Toy project implementing huffman encoding. Written in C++, project can encode/decode any file format, while maintaining 100% decompression fidelity.
Backend Written in complete C++ using Drogon.
Since This is just a toy project, the initial version may not follow the best practices for drogon, however, with the time, the overall code structured will be improved, following a complete MVC architecture.
Why not? C++ being my first language, I always wanted to explore it more and more.
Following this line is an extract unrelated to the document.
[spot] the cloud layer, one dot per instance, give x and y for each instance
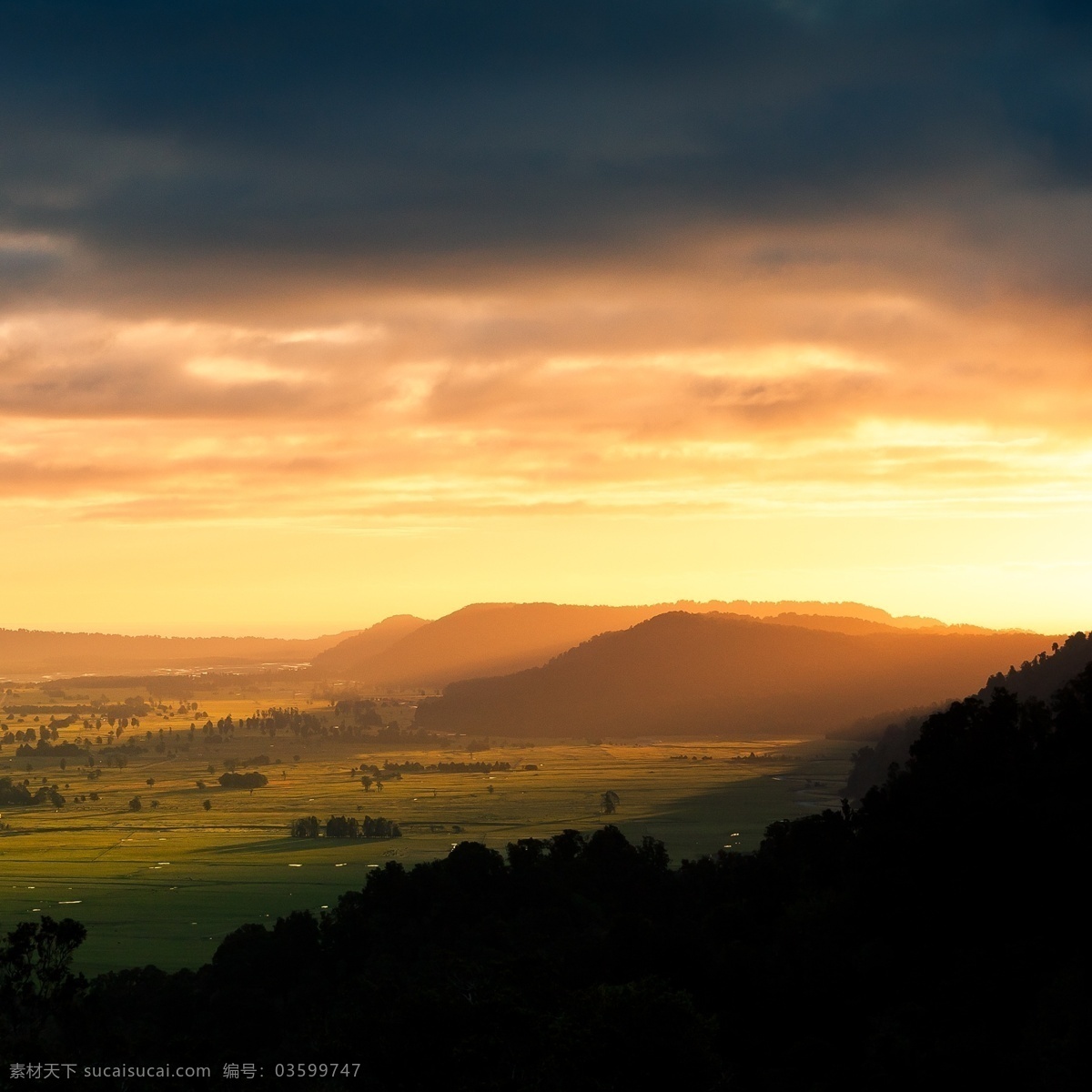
(409, 265)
And what else better than writing backend in C++ itself.
Also, I Wanted to explore the drogon framework and i had the huffman cli already present (here), so thought I would add some backend and frontend for others to use it effectively.
Since the end users are not aware of what is going behind the scenes, like even if the download the .huf file, they wont be able to understand it, its all encrypted. However, in terminal, users can see all the stuff hapenning, progress bar, huffman tree nodes with values, but, terminal (or CLI) is not a very good option to explore the stuff right? So, planning to generate a report or someting which users can download to see the encoded stuff, along huffman codes for each of the character in the attached file.
Sample terminal output:
Progress Bar:
Encoding file...
[======================================================================] 100.00 %
Decoding file...
[======================================================================] 100.00 %
Generated Huffman Codes:
Notice how each of the character has different length. This is because of our prefix tree.
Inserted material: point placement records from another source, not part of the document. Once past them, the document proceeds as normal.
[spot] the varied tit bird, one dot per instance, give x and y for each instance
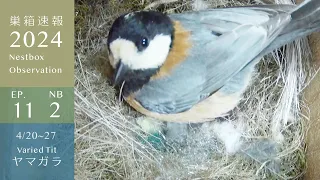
(195, 66)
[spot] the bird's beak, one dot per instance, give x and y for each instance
(120, 73)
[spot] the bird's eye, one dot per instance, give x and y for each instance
(144, 42)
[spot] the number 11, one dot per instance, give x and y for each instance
(18, 109)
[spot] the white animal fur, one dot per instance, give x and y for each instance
(152, 57)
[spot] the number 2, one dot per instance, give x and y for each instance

--- Huffman Codes Generated ---
/ - 01000011
o - 0000
5 - 11100011000
u - 001010
e - 0001
d - 00100
.
.
.
) - 001011
i - 0011
> - 010000010
F - 01000000
x - 111000100
8 - 010000011
D - 01000010
Frequency Distribution:
-----------------------------------
(char) <frequency> x <bit length>
-----------------------------------
'R' 1 x 11
'z' 2 x 10
':' 60 x 5
'4' 25 x 7
't' 30 x 6
'S' 1 x 11
'K' 1 x 11
.
.
.
'M' 1 x 12
(10) 115 x 5
'J' 1 x 12
'C' 1 x 12
'W' 1 x 12
'r' 30 x 7
'2' 29 x 7
'N' 14 x 8
']' 8 x 9
' ' 3330 x 1
------------------
Compression Stats:
Total bits in compressed data: 11847 (1480.88 bytes)
Original size: 4755 bytes
Compression Ratio: 31.14% of original size
- Drogon (I have installed it using vcpkg cause it was simple to configure and use).
- CMake
- GCC
These may vary machine to machine, the internal architecture and all.
Strictly inside: x64 Native Tools Comand Prompt for VS 2022
cmake -B build -S . -DCMAKE_TOOLCHAIN_FILE=C:/vcpkg/vcpkg/scripts buildsystems/vcpkg.cmake -DVCPKG_TARGET_TRIPLET=x64-windowscmake --build build --config Release.\build\Release\compression.exe
Note:
- If you are using vcpkg then you have to clone the vcpkg repo, install the required stuff and then adjust the toolchain settings.
- Also, check CMakeLists.txt to adjust the source file compilation configuration if you want to.
The files present in WebFiles folder, which are main.html and sample.html are just boiler plate and made to test the POST endpoint written in main.cc.
Additionally, I'am planning to take the .huf file and generate the original file from it. So, the flow will be:
- Upload original file
- Download .huf file
- Upload .huf file
- Download original file (decoded-<filename>)
As of today, 2 options are given to user, which are
- Download .huf file
- Download decoded file
User cannot open .huf file because its not a valid / accpeted / widely recognized format.